Opinion
Argued March 6, 2000.
April 20, 2000.
In an action to annul a marriage, the defendant appeals, as limited by her brief, from so much of a judgment of the Supreme Court, Queens County (Satterfield, J.), dated December 24, 1998, as, after a nonjury trial, annulled the marriage.
Ballon Stoll Bader Nadler, P.C., New York, N.Y. (Richard Turyn of counsel), for appellant.
Cooper, Bamundo, Hecht Longworth, LLP, Brooklyn, N.Y. (Steven Bamundo and Ronald P. Labeck of counsel), for respondent.
GUY JAMES MANGANO, P.J., LAWRENCE J. BRACKEN, LEO F. McGINITY, DANIEL F. LUCIANO, JJ.
DECISION ORDER
ORDERED that the judgment is affirmed insofar as appealed from, with costs.
The plaintiff commenced this action to annul his marriage to the defendant alleging, inter alia, that the defendant fraudulently misrepresented her prior marital status and her age, and concealed the fact that she had a 17-year-old child. Domestic Relations Law § 7[4] provides that a marriage is void if consent to such marriage was procured by fraud. The fraud must be material to the marriage (see, Sophia v. Von Linde, 22 A.D.2d 34, affd 16 N.Y.2d 785 ). Fraud is material where it is proven that the plaintiff relied on premarital representations and, had such representations not been made, he or she would not have consented to the marriage (see,Brazil v. Brazil, 235 A.D.2d 611 ). The fraud must be of a nature that a reasonably prudent person would be deceived (see, Brazil v. Brazil, supra).

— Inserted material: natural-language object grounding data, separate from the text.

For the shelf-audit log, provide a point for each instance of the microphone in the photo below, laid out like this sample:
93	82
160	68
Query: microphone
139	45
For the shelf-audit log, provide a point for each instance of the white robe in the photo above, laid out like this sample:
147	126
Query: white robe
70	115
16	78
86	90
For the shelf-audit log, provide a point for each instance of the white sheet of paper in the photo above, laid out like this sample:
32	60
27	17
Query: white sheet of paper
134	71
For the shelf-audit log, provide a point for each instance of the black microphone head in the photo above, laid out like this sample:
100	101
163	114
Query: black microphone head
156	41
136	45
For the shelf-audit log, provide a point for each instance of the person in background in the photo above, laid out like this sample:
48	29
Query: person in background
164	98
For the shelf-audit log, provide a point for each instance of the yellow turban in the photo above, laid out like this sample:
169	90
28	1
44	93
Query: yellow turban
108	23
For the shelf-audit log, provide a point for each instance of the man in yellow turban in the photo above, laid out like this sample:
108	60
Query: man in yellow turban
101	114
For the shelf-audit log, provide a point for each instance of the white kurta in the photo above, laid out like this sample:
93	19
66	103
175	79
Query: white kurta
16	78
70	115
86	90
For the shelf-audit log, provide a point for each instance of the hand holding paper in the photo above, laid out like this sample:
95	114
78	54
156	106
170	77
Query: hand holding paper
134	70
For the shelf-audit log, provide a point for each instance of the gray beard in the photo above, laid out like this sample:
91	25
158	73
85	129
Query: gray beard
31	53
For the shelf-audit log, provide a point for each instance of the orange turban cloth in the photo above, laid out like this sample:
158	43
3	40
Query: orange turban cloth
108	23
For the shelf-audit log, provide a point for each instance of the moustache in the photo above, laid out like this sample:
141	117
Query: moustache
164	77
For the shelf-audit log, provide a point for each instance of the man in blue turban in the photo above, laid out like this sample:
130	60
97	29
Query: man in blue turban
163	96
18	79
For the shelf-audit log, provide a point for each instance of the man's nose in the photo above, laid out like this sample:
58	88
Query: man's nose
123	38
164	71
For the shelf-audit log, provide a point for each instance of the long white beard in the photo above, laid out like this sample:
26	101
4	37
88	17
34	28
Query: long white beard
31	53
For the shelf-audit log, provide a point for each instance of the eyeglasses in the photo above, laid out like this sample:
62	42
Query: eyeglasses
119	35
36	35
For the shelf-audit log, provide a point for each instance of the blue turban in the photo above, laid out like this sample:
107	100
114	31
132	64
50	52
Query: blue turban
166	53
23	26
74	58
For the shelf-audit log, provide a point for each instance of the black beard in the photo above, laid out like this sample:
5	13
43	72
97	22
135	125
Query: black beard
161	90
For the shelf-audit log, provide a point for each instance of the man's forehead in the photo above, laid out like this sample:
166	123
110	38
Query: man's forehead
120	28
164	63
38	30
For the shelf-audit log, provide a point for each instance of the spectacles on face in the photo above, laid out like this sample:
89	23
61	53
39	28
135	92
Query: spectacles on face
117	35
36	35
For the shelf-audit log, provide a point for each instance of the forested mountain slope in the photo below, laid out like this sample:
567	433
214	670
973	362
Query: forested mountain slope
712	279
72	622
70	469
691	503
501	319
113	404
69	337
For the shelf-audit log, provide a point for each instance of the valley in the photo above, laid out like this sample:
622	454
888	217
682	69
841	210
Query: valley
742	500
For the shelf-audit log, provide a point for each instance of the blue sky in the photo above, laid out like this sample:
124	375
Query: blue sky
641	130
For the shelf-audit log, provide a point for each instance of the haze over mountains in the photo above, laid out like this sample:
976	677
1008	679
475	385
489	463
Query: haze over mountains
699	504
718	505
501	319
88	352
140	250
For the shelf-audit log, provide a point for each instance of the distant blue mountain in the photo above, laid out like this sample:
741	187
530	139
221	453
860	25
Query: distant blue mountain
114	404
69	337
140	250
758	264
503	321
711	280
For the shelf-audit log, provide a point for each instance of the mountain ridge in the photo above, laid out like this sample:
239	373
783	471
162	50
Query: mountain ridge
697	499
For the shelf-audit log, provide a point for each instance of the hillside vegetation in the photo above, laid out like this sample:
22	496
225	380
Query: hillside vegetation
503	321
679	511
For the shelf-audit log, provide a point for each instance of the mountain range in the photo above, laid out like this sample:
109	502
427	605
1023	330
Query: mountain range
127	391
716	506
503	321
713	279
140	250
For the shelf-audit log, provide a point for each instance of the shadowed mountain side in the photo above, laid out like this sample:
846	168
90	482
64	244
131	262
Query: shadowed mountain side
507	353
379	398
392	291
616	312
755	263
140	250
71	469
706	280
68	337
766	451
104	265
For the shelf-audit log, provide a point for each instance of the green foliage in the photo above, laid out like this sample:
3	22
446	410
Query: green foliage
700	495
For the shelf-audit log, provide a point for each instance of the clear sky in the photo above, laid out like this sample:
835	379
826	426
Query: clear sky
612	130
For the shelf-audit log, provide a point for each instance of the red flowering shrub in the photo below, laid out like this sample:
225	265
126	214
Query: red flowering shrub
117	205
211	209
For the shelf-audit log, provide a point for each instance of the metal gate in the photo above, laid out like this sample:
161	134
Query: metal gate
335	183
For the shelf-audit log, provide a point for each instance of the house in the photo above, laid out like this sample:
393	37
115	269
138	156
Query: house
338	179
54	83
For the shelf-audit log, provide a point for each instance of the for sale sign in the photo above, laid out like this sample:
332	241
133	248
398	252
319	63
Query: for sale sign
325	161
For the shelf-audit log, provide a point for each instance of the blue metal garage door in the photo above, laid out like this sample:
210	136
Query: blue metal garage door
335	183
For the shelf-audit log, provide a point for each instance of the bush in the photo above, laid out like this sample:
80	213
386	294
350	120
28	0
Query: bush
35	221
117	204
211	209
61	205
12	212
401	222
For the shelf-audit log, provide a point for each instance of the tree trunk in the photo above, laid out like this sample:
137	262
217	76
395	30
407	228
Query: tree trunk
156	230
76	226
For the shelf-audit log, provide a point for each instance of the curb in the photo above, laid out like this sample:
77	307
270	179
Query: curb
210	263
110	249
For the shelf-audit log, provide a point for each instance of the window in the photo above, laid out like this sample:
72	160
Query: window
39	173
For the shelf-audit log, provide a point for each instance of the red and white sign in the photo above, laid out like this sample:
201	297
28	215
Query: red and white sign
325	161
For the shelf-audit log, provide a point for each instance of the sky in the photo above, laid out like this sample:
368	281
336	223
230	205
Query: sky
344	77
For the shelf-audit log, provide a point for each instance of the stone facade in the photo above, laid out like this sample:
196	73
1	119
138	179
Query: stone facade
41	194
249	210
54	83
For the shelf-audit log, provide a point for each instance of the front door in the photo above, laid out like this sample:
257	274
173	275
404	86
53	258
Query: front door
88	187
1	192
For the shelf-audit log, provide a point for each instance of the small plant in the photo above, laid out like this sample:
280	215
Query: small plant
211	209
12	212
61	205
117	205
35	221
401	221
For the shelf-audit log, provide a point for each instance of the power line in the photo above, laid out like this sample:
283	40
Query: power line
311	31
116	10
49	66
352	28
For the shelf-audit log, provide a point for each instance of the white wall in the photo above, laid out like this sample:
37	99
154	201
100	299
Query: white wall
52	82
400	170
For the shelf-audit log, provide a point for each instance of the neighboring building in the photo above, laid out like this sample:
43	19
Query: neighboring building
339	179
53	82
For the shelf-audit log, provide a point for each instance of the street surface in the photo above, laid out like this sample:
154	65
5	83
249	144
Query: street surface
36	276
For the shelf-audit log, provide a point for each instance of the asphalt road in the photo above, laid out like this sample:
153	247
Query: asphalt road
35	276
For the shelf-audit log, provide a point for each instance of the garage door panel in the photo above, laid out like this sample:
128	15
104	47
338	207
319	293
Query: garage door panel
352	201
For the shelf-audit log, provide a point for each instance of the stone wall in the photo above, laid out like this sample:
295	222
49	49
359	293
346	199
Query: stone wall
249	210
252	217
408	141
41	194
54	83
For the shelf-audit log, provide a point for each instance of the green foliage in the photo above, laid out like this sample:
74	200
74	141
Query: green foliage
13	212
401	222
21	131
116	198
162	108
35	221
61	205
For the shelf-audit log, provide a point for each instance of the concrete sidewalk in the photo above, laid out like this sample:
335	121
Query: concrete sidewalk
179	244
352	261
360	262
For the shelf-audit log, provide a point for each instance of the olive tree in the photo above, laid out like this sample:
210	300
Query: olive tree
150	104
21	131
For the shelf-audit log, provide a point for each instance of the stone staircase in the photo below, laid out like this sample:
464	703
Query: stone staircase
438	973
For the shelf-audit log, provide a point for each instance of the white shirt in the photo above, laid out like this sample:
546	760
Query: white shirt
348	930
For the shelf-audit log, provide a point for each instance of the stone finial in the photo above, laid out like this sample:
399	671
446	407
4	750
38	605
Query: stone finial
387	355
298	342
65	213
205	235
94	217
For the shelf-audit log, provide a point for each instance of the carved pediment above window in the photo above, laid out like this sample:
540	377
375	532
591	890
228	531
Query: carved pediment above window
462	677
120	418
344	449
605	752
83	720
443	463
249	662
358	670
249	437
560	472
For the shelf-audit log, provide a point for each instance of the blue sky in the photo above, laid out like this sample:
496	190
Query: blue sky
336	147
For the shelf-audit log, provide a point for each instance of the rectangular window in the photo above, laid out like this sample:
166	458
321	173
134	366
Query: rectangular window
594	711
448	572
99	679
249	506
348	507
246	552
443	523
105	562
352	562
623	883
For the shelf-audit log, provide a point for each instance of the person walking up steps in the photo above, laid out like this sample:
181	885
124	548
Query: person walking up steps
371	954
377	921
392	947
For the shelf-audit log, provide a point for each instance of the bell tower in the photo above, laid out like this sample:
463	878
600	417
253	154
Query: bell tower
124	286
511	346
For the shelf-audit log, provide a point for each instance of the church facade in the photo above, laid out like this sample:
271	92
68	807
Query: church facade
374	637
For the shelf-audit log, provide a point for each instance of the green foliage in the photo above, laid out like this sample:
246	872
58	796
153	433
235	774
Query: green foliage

The evidence at trial demonstrated that the fraudulent representations made by the defendant were material and that the plaintiff would not have consented to the marriage had the representations not been made (see, Brazil v. Brazil, supra). Therefore, the court did not err in granting the annulment.
The defendant's remaining contentions are without merit.